When Paul Holmgren made the call to relieve Ron Hextall of his duties as general manager, there was a common refrain among fans fearing of win-now, shortsighted decisions.
Here we go, the Flyers are headed back to their old ways.
Well, in reality, the Flyers weren't a whole lot different to begin with. Hextall deserves credit. He did many positive things. He changed the Flyers' way of thinking and operating. He fixed a troubling salary cap situation and built up the farm system.
But in the business of winning, the Flyers very much stayed the same. In Year 5 of Hextall's process, the Flyers were in last place of the Metropolitan Division at Thanksgiving for a second straight season. Twice they had missed the playoffs and twice they had lost in the first round after squeaking into the tournament.
Less than five and a half months following Hextall's firing in late November, the Flyers, an organization often criticized for a reluctance to steer from the past, look awfully different, fueled by outside perspective and experience.
Did you ever think two coaches with a winning pedigree from days with the hated rival Penguins would be brought in with open arms as assistants?
Here we are.
How about hiring a head coach who was working in the division just over a year ago and beating the Flyers in a huge Game 7 during the 2014 playoffs?
Here we are.
The hiring of Chuck Fletcher as general manager created a trickle-down effect of change, with fresh faces and potentially new ways to drive a team into contention.
Fletcher and assistant general manager Brent Flahr come from a background with the Wild in Minnesota, where they rekindled a buzz in a passionate hockey market.
Alain Vigneault is now the head coach. He arrived to the Flyers with two Stanley Cup Final appearances, three Presidents' Trophy winners and a Jack Adams Award (top coach).
Fletcher and Vigneault hired two assistants Monday with notable track records. Michel Therrien and Mike Yeo have a combined 1,296 games of NHL head coaching experience. Therrien led the Penguins to the 2008 Stanley Cup Final, while Yeo won a ring with Pittsburgh in 2009 as an assistant.
Holmgren and Comcast Spectacor chairman and CEO Dave Scott spearheaded this outside perspective. All along, it may have been a part of their vision when they hired Fletcher. No, the team hasn't made wholesale changes and Fletcher isn't looking to do so (or at least not yet), but the Flyers are different.

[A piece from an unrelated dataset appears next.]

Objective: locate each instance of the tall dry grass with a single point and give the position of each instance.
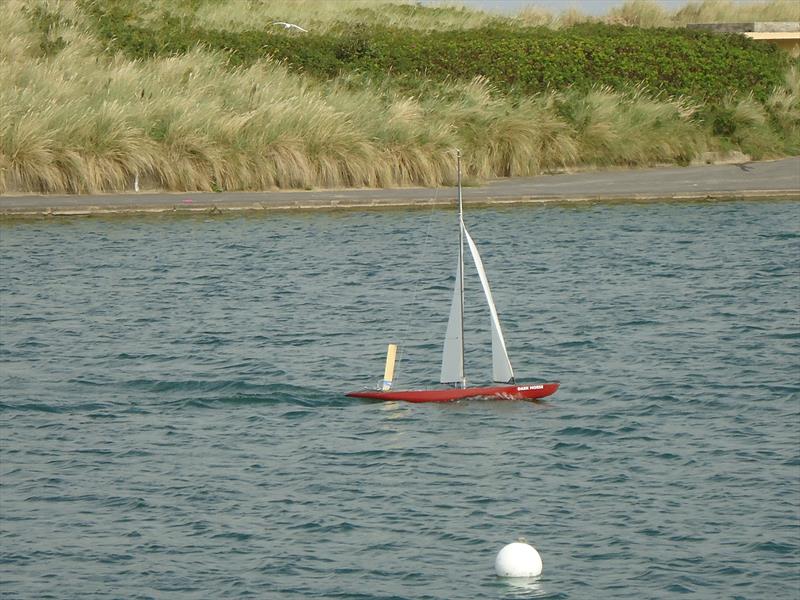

On April 18, the day of his introduction as head coach, Vigneault said he was aware of the frustration among Flyers fans with the state of the team.
"I understand people's disappointment, but I would say that's all behind us," he said. "Chuck is here, he's new. I'm here, I'm new. Nothing I can do about what happened in the past. I can focus on the present and hopefully make the future what we all want it to be. I'm going to be on high alert, I'm going to work my butt off to get this done and I'm very confident that it's going to work out."
Fletcher knows the Flyers' past.
"For me coming in from the outside," Fletcher said, "I know when Paul Holmgren approached me about being the general manager of the Flyers, I'm like, 'Wow.' This is a premium job in the National Hockey League.
"It has happened long before I got here, but the Flyers have always done things the right way and we'll continue to do that."
With new, outside point of views from Fletcher, Flahr, Vigneault, Therrien and Yeo.
Yes, the Flyers are hungry to win again, sooner rather than later. But you can't say they're back to their old ways.